А там уже все четверо пьяны сидят. Агашу отец послал в украинский наряд принарядиться да гостю показаться. Сам сходил в свою боковушу, вынес целую охапку старинного восточного оружия с рукоятками из серебра и золота, усаженными бирюзой и другими самоцветами. Вынес и шлемы индийского образца, древние, поржавелые, как будто веками пролежали они в земле. Но насечки золотые на них и самоцветы, в железо вставленные, еще, как и встарь, горят… И кольчуги легкие, для копья, для стрелы, для кинжала неодолимые, вынес отец Семен. Потом запястья янтарные и золотые, подвески витые вроде серег, кувшинчики литые из серебра и золота, пояс из золотых блях. Все кажет гостю вельможному. Тот только ахает и дивится…

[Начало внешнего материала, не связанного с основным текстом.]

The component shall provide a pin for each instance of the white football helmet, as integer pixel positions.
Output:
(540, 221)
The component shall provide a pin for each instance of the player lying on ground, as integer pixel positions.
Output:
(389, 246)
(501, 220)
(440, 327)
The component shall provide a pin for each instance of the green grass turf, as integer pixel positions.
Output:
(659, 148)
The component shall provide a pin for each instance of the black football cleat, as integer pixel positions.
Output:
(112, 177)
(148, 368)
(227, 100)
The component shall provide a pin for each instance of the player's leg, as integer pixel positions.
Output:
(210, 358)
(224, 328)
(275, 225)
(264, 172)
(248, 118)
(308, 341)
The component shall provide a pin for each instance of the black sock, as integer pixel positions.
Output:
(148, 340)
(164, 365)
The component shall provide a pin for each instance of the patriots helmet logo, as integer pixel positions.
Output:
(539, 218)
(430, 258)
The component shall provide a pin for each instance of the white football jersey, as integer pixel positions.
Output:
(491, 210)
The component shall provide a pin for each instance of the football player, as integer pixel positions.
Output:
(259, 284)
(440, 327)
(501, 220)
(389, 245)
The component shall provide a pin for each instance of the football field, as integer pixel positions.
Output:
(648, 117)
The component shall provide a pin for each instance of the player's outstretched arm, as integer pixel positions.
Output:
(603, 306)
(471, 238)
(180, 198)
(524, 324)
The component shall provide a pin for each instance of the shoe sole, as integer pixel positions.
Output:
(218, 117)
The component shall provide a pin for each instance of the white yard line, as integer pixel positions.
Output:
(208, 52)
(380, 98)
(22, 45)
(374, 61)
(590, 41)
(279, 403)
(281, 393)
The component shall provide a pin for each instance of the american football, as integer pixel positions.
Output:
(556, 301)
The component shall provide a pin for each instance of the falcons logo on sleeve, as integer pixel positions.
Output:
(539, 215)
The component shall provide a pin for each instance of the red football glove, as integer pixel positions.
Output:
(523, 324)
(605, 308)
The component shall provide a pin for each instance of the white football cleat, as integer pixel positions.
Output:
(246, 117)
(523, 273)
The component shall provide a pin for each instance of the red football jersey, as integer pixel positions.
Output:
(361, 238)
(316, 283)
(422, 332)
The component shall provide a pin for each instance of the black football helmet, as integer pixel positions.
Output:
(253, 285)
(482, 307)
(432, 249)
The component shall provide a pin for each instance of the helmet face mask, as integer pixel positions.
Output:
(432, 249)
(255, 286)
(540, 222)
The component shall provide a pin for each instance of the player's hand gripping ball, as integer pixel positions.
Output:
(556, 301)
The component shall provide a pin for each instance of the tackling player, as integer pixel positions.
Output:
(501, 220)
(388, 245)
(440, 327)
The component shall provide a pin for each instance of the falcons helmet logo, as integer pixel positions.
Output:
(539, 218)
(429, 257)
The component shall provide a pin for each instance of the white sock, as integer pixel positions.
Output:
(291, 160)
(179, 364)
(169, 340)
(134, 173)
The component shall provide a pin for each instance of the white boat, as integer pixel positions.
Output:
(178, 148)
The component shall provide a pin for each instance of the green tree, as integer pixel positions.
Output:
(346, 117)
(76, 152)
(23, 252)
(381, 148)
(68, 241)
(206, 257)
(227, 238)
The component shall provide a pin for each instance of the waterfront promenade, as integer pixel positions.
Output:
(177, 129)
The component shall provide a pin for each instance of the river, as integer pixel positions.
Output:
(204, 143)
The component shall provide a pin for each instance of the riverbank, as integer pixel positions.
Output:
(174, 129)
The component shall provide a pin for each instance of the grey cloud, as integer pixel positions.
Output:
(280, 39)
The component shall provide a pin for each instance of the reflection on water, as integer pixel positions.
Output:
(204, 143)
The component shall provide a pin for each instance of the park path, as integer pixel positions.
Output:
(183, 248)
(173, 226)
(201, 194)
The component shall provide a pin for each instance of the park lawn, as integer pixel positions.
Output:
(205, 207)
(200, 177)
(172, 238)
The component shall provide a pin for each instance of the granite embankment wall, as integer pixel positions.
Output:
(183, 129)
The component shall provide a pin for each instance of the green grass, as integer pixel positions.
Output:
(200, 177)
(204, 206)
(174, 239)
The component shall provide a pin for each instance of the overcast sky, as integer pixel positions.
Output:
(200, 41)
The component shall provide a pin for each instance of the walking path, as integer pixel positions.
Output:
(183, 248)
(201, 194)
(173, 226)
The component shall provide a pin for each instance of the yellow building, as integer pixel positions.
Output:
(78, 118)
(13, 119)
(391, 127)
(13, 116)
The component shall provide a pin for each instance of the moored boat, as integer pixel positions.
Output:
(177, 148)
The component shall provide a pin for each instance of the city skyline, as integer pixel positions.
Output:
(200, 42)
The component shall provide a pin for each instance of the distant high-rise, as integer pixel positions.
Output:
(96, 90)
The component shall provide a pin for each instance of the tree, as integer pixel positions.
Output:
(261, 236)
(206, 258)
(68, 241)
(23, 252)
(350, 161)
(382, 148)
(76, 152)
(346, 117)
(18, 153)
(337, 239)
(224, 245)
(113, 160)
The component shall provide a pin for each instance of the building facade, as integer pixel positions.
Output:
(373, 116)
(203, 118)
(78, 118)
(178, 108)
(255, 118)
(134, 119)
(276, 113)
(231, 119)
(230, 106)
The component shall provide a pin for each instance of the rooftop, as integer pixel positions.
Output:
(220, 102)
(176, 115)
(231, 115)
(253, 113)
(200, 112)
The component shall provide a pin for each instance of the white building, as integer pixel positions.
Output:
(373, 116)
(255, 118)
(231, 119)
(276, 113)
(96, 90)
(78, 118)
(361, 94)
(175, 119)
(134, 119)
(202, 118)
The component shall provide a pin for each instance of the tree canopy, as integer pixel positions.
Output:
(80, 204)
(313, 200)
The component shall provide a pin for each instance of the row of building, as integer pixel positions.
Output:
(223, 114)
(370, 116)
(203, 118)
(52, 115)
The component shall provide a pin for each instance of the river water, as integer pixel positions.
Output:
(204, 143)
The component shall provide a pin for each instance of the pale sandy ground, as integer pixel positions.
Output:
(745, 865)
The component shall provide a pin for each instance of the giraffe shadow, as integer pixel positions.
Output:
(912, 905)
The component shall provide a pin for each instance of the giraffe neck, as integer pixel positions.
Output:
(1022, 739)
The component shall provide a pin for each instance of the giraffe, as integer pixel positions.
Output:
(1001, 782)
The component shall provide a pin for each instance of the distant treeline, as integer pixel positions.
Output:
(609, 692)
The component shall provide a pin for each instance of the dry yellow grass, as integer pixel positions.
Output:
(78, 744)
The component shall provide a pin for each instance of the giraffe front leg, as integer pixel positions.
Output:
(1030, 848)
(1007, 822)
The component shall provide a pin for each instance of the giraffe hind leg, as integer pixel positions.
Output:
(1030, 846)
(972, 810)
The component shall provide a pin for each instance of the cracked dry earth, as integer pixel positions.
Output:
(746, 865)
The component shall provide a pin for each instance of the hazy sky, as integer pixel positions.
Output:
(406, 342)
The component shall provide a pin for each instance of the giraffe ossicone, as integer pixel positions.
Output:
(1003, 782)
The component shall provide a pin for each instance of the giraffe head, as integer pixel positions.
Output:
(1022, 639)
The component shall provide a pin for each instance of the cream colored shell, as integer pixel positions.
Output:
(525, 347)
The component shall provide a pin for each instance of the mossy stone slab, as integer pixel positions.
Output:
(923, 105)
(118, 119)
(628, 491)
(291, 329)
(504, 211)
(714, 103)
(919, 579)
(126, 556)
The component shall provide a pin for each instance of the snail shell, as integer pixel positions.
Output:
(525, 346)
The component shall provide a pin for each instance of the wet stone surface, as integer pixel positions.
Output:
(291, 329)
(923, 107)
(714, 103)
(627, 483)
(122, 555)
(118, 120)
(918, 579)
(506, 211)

— Из могил, поди, все из языческих набугровано!? Скажи, где, поп? Може, там еще осталось! Дай и мне счастья попытать! Больно я такие вещи жалую… — говорит Гагарин.

— Ох, милостивец, государь ты мой, князь пресветлый! И рад бы сказать, сам не знаю, откуда это добыто. Есть у меня батрак старый, Юшка… Он у нас в дому, как родной… Он и нашел клад, и мне отдал, говорит: дочке Агаше в приданое… Она и то сережки носит из тово клада… И перстень невелик один ей же носить я дал. Больно чудной он, ровно жук живой сделан… А это у себя берегу… Тебе лишь и показал, потому што ты да Бог у меня! Вот видит Христос!

Крестится, кланяется гостю хозяин. Рад, что не за сыском приехал тот, а за иным делом…

Улыбается Гагарин.

— А где же твой батрак? Позови. Может, мне он скажет, где клад нашел…

— Нету ево в дому! Поехал на ярманку, коней продавать повел. Коньки у меня объявились продажные, своего разводу… Вернется, я тебе ево предоставлю, кормилец, благодетель!..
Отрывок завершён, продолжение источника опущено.